Karena itulah maka nafsu keinginan, kita terhadap apa yang tidak selayaknya diinginkan disebut ‘asal mula penderitaan’ (samudaya). Penderitaan adalah kerugian yang datang karena nafsu keinginan ini. Kita menyiksa diri sedemikian sehingga hati kita tidak lagi tinggal dapat diam karena terus menerus ditekan dan menjadi gelisah.
Sang jalan (magga) mengacu pada teknik untuk memotong ketiga bentuk nafsu itu selangkah demi selangkah, sedangkan berhentinya penderitaan (nirodha) merupakan akhir dari penderitaan dan ketidakpuasan di dalam hati lewat kekuatan pada sang jalan.

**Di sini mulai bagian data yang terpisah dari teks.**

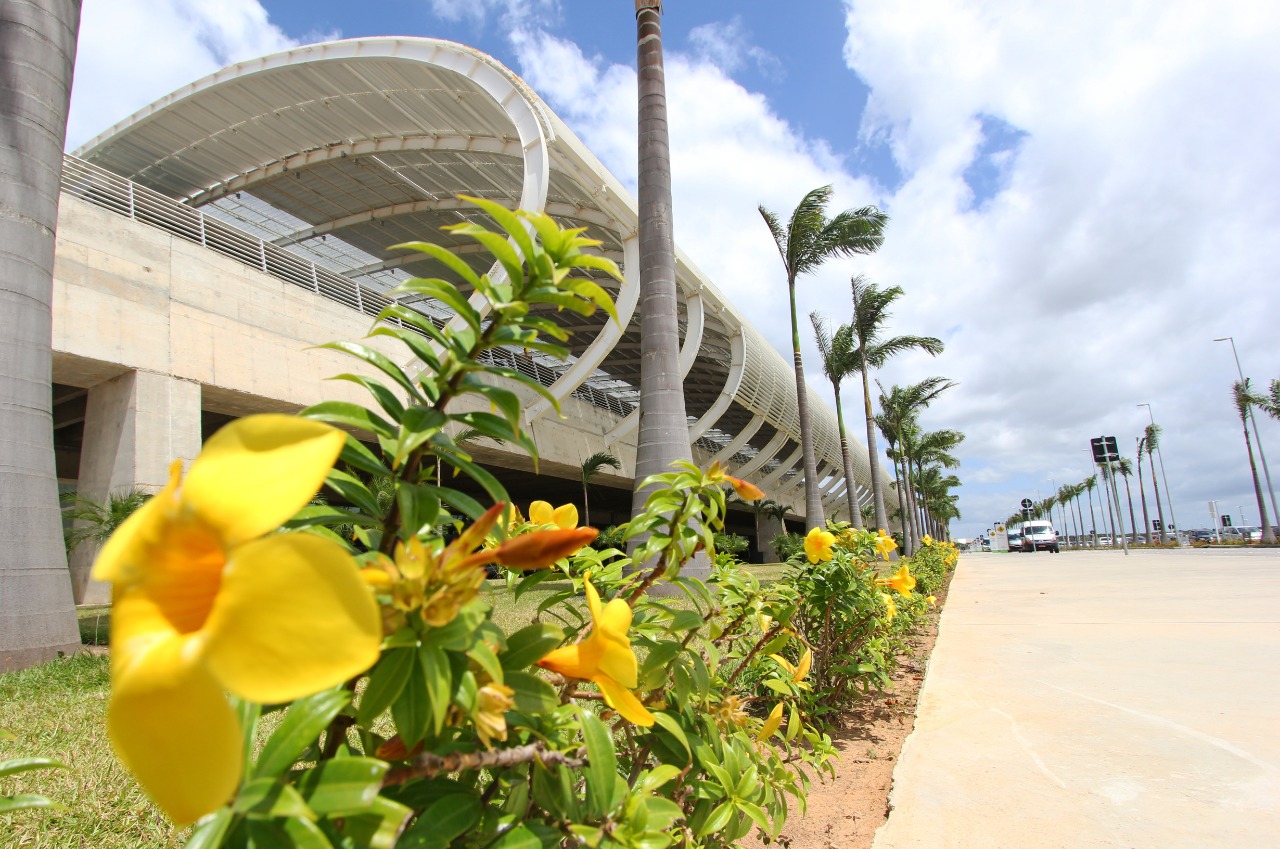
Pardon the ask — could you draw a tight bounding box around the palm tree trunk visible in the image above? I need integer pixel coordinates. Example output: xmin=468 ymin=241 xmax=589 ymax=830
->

Setiap aktivitas yang luhur dan baik kedermawanan, moralitas dan mediasi merupakan bagian dari sang jalan yang membunuh penderitaan serta asal mula penderitaan di dalam hati. Jadi jika anda ingin mengakhiri penderitaan di dalam hati, anda harus memandang aktivitas -aktivitas itu menjadi kebiasaan rutin, sampai semua itu telah benar-benar berkembang di hati. Tak ada yang menaruh duri disepanjang jalan menuju akhir penderitaan ini. Jalan ini dapat diikuti didalam kemurnian hati orang-orang yang mencari jalan keluar dan tak ada yang menaruh duri di ‘daratan’. Didaratan orang-orang yang telah terbebas dari penderitaan yang merupakan keadaan yang membahagiakan, seperti misalnya hati yang tidak lagi memiliki ketidakpuasan dan penderitaan.
Bagaimana dengan penderitaan di masa depan, di dalam kehidupan ini atau di kehidupan mendatang? Uruslah dahulu hati anda yang menderita pada masa kini ini. Demikian pula halnya dengan setiap tingkat kebahagiaan karena hanya hatilah yang memiliki bentyk-bentuk kebahagiaan dengan berbagai tujuannya.
Sudah cukup rasanya penjelasan kali ini tentang kebenaran mulai di dalam dan kebenaran mulia di luar. Saya harap anda mempraktekkan tingakt kebenaran mulai yang anda anggap cocok bagiu diri anda. Dengan demikian, anda dapat memperoleh manfaat dengan cara membebaskan diri anda sendiri dari penderitaan eksternal dan penderitaan yang ada di dalam diri.
Kebenaran mulai dapat dimiliki setiap orang, sama halnya setiap orang dapat menderita kekurangan ini-itu. Jika kita menggunakan kebenaran mulia untuk sepenuhnya mengembangkan diri di dalam bidang-bidang dimana kita masih memiliki kekurangan, maka hasilnya kebahagiaan secara penuh pasti akan datang tanpa pilih kasih, tanpa prasangka, tak peduli siapapun kita.